De vuelta a la finca, con miedo de ir al merendero donde se encuentra nuestra familia, Iván me arrastra hasta la casa de aperos. Es blanca, casi cegadora. Al revivir y encarnar la desventura con el resto de nuestros primos me doy cuenta de que la he liado bien gorda.

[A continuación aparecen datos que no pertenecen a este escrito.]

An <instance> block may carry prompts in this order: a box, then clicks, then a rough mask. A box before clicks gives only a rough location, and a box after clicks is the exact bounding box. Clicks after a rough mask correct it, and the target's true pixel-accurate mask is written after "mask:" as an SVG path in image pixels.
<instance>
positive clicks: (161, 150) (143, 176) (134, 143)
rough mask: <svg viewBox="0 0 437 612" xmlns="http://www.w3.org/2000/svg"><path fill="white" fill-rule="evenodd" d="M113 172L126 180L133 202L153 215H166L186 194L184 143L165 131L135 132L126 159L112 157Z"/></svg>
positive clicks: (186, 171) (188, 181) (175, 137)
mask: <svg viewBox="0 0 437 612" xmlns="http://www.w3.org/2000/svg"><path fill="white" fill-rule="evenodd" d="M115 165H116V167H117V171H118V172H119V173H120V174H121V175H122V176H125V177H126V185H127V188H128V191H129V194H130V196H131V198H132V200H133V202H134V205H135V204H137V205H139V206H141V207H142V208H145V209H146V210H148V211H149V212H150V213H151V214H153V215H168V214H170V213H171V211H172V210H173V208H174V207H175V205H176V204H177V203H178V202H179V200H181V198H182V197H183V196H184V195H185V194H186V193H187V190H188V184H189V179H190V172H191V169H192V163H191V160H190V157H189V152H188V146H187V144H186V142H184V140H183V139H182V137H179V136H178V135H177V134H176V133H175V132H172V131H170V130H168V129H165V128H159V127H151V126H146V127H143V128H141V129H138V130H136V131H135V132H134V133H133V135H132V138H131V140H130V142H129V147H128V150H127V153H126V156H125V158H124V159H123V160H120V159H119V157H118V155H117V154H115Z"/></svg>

Si tiempo para que le corazón deje de palpitar aparece en la caseta un hombre vestido con un mono azul. Sus brazos gruesos como tronchos despiden un olor a abono casi agradable. Su cara cuadrada sostiene unos ojos azules que de repente cazan el miedo de mi mirada. Él lo adivina, he sido yo.
Atado a una silla, incapaz de analizar los hechos por el terror, mi cabeza es flasheada constantemente por la imagen de la joven res y su pescuezo silbante. ¿Realmente mi mano cortó su garganta? ¿Qué tipo de odio me movió? ¿Por qué el tiempo perdió su dimensión?
El ganadero me hirió. Me metió miedo hasta en sueños. Compadecí al ternero. Entendí el error de mi acto. Defequé de pánico.
Hasta ahora no he vuelto a hacer daño a ningún animal. Soy vegano, naturalista y defensor de todo ser vivo y todavía tengo la sensación de no ser perdonado.